Гораздо интереснее было жить в манеже.
В манеже было раздолье, только мешали игрушки, которые все бросали на дно и приставали: "Играйся-играйся!" Мальчик упрямо выкидывал их вон - зайцев, мишек. Обе пирамидки, одну побольше, вторую - поменьше, кубики. Оставлял только пару машинок и черного мотоциклиста в очках и шлеме. С ним он ездил из угла в угол и рычал: "Рррр! Тррр!"

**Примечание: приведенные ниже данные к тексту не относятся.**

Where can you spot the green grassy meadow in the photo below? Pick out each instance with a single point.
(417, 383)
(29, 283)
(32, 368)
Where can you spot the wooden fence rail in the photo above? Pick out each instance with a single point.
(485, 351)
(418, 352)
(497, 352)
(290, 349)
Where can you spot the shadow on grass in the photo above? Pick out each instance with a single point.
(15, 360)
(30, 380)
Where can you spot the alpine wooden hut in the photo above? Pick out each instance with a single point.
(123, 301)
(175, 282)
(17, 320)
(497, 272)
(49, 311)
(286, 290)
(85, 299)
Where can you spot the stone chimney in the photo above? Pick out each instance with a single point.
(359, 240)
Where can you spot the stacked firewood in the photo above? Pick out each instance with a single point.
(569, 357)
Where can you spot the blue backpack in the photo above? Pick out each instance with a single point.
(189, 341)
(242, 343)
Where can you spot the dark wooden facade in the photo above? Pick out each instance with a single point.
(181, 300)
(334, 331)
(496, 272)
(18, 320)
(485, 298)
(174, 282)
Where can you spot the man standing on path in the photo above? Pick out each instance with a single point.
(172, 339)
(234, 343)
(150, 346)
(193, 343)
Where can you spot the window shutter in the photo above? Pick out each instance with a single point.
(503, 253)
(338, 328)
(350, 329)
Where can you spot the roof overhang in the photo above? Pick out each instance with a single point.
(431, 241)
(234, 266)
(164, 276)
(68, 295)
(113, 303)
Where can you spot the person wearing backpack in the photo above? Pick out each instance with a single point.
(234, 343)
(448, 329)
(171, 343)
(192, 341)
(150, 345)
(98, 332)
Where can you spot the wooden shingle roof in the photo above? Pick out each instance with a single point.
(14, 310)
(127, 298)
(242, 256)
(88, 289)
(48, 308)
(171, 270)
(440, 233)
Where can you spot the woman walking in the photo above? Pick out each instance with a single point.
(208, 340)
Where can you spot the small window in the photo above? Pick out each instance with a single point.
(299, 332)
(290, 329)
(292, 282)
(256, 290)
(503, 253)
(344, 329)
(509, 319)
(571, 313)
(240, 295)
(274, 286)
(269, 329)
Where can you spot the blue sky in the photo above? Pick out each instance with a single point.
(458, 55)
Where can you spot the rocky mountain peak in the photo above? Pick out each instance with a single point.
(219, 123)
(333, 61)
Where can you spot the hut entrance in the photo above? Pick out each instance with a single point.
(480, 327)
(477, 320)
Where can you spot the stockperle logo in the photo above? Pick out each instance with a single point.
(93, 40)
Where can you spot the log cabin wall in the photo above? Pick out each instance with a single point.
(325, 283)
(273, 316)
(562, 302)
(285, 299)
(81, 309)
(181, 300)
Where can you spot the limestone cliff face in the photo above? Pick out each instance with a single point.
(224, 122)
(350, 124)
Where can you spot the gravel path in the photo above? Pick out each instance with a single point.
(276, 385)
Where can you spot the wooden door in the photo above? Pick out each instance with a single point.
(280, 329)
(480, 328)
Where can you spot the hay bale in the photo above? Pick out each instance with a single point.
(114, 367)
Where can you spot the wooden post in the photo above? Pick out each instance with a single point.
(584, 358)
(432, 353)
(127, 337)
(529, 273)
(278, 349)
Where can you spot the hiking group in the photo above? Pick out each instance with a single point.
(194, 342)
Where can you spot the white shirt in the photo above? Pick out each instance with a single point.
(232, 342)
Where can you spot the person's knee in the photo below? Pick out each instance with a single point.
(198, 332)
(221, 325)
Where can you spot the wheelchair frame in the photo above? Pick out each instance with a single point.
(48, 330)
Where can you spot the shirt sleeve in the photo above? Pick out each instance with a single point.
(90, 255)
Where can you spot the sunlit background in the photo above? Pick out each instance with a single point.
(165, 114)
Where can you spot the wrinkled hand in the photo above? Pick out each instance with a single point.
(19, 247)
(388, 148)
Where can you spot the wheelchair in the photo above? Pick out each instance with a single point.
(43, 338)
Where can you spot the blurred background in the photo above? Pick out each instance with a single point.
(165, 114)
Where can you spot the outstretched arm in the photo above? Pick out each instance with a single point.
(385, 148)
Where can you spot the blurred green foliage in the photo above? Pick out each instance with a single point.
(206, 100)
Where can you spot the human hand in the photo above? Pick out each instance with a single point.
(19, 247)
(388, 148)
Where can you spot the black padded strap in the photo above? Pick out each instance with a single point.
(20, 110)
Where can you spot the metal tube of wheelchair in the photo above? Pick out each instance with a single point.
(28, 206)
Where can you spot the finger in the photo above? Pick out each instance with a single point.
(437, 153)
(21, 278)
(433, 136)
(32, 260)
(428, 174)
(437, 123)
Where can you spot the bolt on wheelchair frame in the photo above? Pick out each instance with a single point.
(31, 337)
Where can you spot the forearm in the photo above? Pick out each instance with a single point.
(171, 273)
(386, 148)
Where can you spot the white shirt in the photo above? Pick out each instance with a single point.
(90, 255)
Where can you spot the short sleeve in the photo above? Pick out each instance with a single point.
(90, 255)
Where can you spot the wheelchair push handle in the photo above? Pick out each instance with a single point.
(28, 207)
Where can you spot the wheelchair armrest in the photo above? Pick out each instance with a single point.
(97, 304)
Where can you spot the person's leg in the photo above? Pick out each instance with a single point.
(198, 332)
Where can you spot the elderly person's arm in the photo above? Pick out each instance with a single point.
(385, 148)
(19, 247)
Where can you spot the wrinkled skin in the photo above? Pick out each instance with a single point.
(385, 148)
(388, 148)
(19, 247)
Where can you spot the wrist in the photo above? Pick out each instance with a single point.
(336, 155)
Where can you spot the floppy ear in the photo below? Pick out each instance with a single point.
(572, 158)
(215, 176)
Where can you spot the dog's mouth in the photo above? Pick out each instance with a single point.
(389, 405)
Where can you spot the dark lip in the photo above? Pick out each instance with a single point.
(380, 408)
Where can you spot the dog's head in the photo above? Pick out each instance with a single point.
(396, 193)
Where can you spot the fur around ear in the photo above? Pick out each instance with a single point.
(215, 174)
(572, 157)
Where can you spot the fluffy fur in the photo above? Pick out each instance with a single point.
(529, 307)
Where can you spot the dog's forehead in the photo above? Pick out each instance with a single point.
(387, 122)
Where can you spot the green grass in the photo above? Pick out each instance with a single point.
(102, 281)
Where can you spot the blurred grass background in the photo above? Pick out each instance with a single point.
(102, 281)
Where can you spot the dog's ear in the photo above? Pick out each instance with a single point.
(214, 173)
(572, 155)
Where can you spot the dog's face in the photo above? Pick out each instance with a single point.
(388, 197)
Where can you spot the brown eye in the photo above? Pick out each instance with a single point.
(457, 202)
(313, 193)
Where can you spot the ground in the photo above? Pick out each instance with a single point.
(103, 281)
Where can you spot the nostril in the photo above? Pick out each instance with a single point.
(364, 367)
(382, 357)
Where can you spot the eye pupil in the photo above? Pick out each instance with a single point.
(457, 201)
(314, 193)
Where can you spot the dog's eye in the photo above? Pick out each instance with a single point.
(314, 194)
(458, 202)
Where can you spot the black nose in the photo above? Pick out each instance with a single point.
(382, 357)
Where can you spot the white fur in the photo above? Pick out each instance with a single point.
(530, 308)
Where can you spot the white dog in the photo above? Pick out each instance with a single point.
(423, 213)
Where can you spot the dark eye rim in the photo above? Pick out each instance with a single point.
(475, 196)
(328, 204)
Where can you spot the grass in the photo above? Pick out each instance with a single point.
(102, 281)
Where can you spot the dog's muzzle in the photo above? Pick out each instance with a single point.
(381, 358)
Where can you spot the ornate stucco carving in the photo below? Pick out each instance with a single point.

- Он букву "эр" выговаривает! - кричала мама бабушке, а мальчик смотрел на неё удивлёнными глазами: "Как не выговаривать? У мотоцикла же - мотор! Когда он работает, он фырчит: "Рррр!", - а вовсе не: "Ля-ля-ля".
Манежное житьё было разнообразным.
Мама стирала, и тогда манеж выносили на крыльцо или на веранду, и можно было подобраться к двум алюминиевым ведрам, которые ставили обычно на лавку, и свалить их на пол! Конечно, поднимался крик, и мама шлёпала мальчика по попе, но вода разливалась так красиво - с таким шумом, грохотом, что мальчик, у которого захватывало дух, часто проделывал подобные штуки.
После стирки мама выносила бельё на улицу. Мальчик оставался один и начинал ныть. Тогда его вместе с манежем вытаскивали на улицу и ставили под старую сливу. Из-под сливы было видно, как бабушка поливает огурцы, дедушка строгает доски, а мама встряхивает мальчиковые ползунки и вешает их на веревку. Оранжевые прищепки так звонко щёлкали!
Мальчик кряхтел, тянулся к висящему на маминой шее оранжевому ожерелью, и она уступала. Смеясь, протягивала ему гирлянду с прищепками, и он затихал, а когда больно прихватывал пальчик, громко орал: "Мааа!" На самом деле, ему было приятно оттого, что в руки ему попадала такая взрослая вещь, как прищепки.
Потом он перерос манеж и стал жить в доме.
Оказалось, что в нем три комнаты! Ничего себе. А есть еще кухня - и чердак! На чердак вела крутая лестница с балясами, которая упиралась в обитую чёрным дерматином дверь. Дверь была страшная-престрашная, но притягивала мальчика магнитом. По утрам он, босой, выскакивал из спальни, застывал перед волшебной лестницей, показывая под потолок: "Черда"ки!"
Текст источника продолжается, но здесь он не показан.